田園

 よく、東京で山の手族といわれるような住宅街に住む人たちの暮らしぶりを指す言葉があります。それに対して、東京にも下町といわれる町があります。これは、地形の高低を指す言葉でもあったようです。その山の手には、江戸時代には武士が住んでいたのですが、明治になると、武士階級は消滅してしまいます。同時に、山の手の武家地は荒れていったようです。そして、そこには桑や茶が植えられ、田園化していきます。しかし、しばらくすると、維新の元勲、旧藩主、新興の実業家、新政府の省庁官員などが、山の手に庭付き独立家屋を建て始め、専用住宅街となっていきます。
 そんな時、日露戦争が起き、それに伴って日本の経済活動は急速に盛んになっていきます。それに伴い、著しい数のサラリーマンが目立つようになります。このころのサラリーマンは、次代の寵児になっていきます。彼らは、江戸時代の士農工商の身分制度の中の商人や職人とは違い、また、公爵や侯爵、伯爵、子爵、男爵などの「爵」を持っている人たちのような階層とも違い、中産階級とか市民階級とか、中間階級とか呼ばれるような「中流意識」をもって、社会的にも文化的にも政治勢力的にも新しい世界を作ることになるのです。この時の階級が、今の時代でも主流を占め、そうなることが出世のようになっていったのでしょう。そして、その階級の人たちは、住み方も変えていきます。彼らは、旧江戸市街はいっぱいになっていたので、山の手線の外側の農村地帯に居住を求めていくことになります。それは、都落ちという意識ではない、ある理論づけが行われます。「田園都市」というイメージです。ちょうど明治中期にイギリスで誕生したもので、過密化で環境が劣悪化した旧都市部から逃れ、田園地帯に新都市を建設することを提案したものです。この提案は、多摩ニュータウンを作るときにも参考にされました。私が、ニュータウン学会の理事を務めていたときに、その考え方を学びましたが、明治時代の山の手の形成のもとになっていたとは知りませんでした。
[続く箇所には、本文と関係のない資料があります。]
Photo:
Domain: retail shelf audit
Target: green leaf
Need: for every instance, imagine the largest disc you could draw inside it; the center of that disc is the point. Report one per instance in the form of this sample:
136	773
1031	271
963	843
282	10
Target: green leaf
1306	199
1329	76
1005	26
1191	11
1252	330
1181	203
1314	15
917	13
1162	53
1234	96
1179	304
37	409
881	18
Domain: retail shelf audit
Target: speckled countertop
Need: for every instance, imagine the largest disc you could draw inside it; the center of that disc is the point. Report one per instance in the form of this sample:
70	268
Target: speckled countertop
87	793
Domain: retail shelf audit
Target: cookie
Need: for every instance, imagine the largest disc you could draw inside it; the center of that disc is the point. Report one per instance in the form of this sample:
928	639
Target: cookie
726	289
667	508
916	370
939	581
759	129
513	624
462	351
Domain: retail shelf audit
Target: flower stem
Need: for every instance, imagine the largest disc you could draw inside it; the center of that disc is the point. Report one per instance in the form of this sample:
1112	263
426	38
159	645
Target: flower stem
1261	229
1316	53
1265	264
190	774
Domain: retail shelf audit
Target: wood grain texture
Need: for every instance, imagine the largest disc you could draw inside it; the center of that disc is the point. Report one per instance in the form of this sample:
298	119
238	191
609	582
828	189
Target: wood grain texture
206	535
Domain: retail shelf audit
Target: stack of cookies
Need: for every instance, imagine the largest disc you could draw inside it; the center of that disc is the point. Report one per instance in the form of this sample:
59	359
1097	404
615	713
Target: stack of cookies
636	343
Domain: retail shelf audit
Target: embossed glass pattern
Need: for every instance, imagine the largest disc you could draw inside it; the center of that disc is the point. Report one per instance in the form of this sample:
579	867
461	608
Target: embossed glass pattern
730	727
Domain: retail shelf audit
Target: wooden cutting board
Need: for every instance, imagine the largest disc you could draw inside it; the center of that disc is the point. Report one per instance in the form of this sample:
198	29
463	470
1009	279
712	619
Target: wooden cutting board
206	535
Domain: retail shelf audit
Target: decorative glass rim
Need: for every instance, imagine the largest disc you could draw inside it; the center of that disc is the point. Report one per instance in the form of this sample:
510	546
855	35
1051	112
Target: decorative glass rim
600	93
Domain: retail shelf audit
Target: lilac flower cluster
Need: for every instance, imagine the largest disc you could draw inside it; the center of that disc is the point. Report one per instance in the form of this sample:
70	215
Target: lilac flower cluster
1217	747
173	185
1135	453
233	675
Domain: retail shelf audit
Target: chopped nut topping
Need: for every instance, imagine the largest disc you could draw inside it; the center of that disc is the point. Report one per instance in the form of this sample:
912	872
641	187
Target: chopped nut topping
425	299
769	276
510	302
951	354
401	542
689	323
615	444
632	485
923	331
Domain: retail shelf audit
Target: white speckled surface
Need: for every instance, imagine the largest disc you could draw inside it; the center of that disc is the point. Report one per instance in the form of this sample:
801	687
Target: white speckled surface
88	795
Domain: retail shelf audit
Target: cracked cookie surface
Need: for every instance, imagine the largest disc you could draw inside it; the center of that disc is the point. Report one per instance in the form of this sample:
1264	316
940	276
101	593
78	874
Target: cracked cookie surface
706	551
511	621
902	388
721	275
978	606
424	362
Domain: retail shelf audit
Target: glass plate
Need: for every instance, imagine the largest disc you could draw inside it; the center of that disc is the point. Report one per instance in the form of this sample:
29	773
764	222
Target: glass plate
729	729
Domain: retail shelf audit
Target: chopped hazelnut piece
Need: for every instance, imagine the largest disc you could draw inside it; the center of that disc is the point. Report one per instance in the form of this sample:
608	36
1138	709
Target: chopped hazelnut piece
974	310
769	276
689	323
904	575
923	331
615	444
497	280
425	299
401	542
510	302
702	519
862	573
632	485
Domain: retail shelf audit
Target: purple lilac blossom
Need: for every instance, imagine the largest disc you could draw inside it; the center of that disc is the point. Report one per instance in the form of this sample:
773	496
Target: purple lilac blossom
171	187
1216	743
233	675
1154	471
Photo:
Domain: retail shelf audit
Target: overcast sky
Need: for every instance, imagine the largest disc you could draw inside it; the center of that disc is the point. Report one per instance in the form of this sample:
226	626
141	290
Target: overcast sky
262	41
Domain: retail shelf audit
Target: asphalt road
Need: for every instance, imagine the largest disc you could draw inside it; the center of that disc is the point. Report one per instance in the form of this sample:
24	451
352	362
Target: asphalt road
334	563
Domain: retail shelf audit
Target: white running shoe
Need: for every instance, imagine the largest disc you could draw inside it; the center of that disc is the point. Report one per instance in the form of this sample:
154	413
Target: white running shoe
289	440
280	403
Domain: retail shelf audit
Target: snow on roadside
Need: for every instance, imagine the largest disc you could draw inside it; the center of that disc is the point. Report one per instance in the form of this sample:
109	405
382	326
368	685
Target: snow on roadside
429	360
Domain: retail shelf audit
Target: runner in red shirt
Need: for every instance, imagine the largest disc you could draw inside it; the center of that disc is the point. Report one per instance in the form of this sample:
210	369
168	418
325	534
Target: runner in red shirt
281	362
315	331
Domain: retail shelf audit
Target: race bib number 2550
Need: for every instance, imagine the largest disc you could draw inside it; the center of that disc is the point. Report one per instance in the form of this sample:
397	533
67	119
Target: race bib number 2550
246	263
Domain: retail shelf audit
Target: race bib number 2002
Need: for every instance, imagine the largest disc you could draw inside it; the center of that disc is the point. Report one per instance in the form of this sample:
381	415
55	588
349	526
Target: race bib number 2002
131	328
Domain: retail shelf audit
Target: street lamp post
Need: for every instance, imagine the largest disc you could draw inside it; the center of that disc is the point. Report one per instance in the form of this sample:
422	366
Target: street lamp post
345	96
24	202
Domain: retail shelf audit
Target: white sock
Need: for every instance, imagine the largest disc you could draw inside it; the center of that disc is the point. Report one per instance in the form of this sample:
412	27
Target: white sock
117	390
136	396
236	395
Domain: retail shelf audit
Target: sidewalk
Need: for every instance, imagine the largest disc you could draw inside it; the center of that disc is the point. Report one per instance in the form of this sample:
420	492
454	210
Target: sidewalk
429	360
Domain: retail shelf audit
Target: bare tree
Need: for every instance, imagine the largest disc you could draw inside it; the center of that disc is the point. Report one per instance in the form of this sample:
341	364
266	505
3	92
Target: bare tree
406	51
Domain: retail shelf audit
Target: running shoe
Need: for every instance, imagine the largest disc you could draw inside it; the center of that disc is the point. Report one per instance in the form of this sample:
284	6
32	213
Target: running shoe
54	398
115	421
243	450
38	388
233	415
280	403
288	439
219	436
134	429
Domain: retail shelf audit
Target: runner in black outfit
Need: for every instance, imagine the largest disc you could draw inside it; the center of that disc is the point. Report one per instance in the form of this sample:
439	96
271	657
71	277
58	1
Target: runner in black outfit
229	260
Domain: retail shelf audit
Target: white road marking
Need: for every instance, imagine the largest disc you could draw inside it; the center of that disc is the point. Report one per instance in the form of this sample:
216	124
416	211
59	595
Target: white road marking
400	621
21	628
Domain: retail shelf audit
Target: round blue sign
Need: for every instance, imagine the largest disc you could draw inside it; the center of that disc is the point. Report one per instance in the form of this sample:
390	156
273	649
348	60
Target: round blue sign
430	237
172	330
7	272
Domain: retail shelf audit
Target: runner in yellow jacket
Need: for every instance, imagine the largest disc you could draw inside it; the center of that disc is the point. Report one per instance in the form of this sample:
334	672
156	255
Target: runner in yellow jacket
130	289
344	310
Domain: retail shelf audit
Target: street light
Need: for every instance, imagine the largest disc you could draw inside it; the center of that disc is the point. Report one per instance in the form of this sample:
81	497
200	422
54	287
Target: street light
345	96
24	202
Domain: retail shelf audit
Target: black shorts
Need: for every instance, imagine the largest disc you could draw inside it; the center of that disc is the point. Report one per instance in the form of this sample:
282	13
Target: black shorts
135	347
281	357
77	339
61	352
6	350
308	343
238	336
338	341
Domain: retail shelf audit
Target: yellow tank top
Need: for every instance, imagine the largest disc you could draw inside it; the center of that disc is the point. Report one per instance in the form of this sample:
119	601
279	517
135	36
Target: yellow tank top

 この田園都市の考え方はとても面白いものです。それは、現在でも都市計画の分野では重要な計画哲学の一つに数えられているからです。この考え方は、イギリスのハワードという人が提案したもので、自然との共生ということで、都市と農村との融合を図るものです。そして、職住近接を訴え、役所や工場だけでなく、レクリエーション施設や文化施設をも含む街づくりです。しかし、実際は、この理想とは程遠い開発が行われていくのです。そのひとつが、園の近くの下落合付近につくられていった「目白文化村」(俗に落合文化村)なのです。
堤康次郎が開発した「目白文化村」と同時期に、もうひとつ分譲を開始した地区がありました。それは、渋沢栄一の田園都市株式会社がおこなった洗足地区で、その翌年には「田園調布」が売り出されます。郊外の生活は「田園都市」というスローガンのもとの「田園でも文化的生活」という言葉の中の「文化」をとった堤と、「田園」と採った渋沢が、今日の西武グループと東急グループとしてライバル関係になっていくのです。そして、田園調布がパリの街造りを模したのに対し、堤康次郎は目白文化村でロサンゼルス(ビバリーヒルズ)の街並みをめざしたと言われています。